Indexes,statistics are all intact.The box is brand new only 10 days old with enough RAM, process capacity and disk space.
nAlso there is no blocking or locking issues going on and even profiler tracedoes not show anything.
Can anybody please advise me on how to work on this issue?
Select
'colA'=IsNull(col_A,'')
,'colB'=IsNull(col_b,'')
,'colC'=col_C
--remove leading character & zero fill
,'colD'= cast(case when IsNumeric(substring(col_D,1,1))= 0
then dbname.dbo.GetStringFilled(substring(col_D,2,5),6,'0',1)
else col_D
end as char(6) )
,'colE'=Convert(char(8),col_E,112)
,'colF'=col_F
,'coG' = col_G
,'colH' = col_H
into #AP
from dbo.Table A
inner join Table B
on A.CCode = B.CCode
and A.BCode = D.BCode
AND A.Div = D.Div
AND A.VNumber = D.VNumber
and A.CNumber = D.CNumber
and A.CSeq = D.CSeq
left outer join Table C on
B.CCode = C.CCode
AND B.Div= C.Div
and B.VNumber = C.VNumber
AND B.INumber = C.INumber
Where
A.TDate >='2005-01-01'
and IsNumeric(B.INumber) = 1
and IsNull(C.claim,'') <> ''
and len(A.INumber) = 7
and A.Div in (3,11)
and IsNull(C.IType,'') in ('','CLAIM','CLAIMS','CANCELLATIONS','CANCELLATION','CANCELLATIONS','CANCELLATION')
February 10, 2009 at 9:23 am
If is null is the problem, try to change the condition and have a work around 🙂
February 10, 2009 at 9:30 am
There could be a problem with using non-sargable where conditions on your query.
Rather than writing the where conditions with the funciton on the left, try re-writing them using is null on the right of the '='
eg
instead of
IsNull(C.claim,'') <> ''
use
c.claim is not null
IsNull(C.IType,'') in ('','CLAIM','CLAIMS','CANCELLATIONS','CANCELLATION','CANCELLATIONS','CANCELLATION')

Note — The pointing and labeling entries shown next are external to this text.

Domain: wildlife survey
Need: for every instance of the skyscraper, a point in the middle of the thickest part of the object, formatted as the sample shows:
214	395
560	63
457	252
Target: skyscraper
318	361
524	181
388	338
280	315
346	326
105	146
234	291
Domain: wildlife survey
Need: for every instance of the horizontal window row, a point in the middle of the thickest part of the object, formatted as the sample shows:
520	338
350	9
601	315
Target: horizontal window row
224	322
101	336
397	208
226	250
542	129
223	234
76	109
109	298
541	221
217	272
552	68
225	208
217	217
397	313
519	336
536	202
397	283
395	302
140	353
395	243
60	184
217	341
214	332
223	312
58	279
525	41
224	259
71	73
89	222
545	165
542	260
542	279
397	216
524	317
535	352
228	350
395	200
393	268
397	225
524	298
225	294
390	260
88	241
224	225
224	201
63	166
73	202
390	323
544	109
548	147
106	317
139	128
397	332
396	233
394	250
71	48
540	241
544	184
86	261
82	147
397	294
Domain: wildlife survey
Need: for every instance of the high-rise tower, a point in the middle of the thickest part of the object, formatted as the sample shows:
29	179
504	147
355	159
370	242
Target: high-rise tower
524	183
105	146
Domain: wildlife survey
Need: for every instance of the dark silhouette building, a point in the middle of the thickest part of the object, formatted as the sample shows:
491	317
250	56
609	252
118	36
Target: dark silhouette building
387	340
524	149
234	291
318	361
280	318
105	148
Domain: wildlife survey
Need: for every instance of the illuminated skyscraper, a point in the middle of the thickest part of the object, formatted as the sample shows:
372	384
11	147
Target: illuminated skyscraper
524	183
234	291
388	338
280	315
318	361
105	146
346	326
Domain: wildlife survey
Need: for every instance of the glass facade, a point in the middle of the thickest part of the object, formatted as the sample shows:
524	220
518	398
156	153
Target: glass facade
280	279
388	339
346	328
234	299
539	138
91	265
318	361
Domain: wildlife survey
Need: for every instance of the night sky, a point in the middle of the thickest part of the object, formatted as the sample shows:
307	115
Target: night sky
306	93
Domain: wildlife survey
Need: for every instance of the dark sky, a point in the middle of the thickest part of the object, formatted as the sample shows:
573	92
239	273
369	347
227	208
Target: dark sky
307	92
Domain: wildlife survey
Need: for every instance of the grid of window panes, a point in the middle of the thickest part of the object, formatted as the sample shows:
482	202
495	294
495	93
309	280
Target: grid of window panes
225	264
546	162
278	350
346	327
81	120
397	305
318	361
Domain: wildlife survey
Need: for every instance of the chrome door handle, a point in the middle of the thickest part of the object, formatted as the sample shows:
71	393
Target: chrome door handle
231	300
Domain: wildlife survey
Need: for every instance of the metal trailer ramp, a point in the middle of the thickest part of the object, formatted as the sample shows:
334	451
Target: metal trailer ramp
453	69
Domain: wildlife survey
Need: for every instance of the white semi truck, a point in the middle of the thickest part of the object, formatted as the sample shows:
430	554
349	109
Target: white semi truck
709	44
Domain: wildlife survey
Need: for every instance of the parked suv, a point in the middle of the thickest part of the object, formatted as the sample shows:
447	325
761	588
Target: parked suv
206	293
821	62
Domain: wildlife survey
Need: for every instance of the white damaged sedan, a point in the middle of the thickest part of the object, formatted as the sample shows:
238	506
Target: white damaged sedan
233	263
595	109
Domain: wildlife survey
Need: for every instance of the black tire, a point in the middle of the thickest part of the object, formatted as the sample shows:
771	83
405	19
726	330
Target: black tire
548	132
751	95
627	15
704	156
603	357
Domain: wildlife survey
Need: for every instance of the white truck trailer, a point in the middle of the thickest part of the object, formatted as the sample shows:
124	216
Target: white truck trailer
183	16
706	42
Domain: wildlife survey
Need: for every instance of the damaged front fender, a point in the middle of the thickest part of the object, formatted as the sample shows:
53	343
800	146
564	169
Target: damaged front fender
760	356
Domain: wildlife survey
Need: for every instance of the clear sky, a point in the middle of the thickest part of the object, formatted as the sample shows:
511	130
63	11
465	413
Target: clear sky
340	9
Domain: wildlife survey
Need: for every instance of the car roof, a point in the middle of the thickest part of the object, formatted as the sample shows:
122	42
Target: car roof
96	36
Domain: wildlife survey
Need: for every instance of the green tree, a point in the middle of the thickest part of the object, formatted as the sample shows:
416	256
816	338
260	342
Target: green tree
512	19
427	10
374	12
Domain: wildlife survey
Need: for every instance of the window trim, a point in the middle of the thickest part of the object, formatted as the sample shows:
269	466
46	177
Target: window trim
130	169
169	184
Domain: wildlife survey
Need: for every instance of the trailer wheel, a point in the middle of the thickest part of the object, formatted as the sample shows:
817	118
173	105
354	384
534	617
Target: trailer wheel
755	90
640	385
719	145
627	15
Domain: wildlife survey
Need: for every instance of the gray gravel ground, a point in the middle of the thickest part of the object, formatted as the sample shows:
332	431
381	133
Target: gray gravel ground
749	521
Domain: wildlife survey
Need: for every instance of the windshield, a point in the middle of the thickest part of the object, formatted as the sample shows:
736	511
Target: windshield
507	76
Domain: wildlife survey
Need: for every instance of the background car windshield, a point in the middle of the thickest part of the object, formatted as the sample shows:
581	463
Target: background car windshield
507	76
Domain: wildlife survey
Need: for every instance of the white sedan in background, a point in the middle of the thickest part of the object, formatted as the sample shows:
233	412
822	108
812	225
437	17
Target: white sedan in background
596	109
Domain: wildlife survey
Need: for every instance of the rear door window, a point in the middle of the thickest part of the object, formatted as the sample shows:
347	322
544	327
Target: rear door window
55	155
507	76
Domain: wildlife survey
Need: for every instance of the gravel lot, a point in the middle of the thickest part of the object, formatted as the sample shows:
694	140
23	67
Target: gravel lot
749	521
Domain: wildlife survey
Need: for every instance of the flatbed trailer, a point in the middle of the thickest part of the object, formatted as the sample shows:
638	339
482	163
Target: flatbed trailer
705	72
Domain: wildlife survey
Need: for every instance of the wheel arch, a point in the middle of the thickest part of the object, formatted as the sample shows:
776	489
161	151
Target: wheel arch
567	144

use C.ITtype in ('CLAIM','CLAIMS','CANCELLATIONS','CANCELLATION','CANCELLATIONS','CANCELLATION') or C.ItType IS NULL
February 10, 2009 at 9:30 am
Can you post the actual execution plan?
I'd be surprised if you're getting good index usage since you're running several functions against the columns in the WHERE clause, including ISNULL and you've got that rather long IN statement, which is probably translating out as a series of OR's. Also, I assume you're masking the query for some reason because according to the code you're JOINING on a table D that isn't referenced within the FROM clause.
"The credit belongs to the man who is actually in the arena, whose face is marred by dust and sweat and blood"
- Theodore Roosevelt
Author of:
SQL Server Execution Plans
SQL Server Query Performance Tuning
February 10, 2009 at 9:35 am
Can you post the table and index definitions and the execution plan (saved as a .sqlplan file, zipped and attached)?
Gail Shaw
Microsoft Certified Master: SQL Server, MVP, M.Sc (Comp Sci)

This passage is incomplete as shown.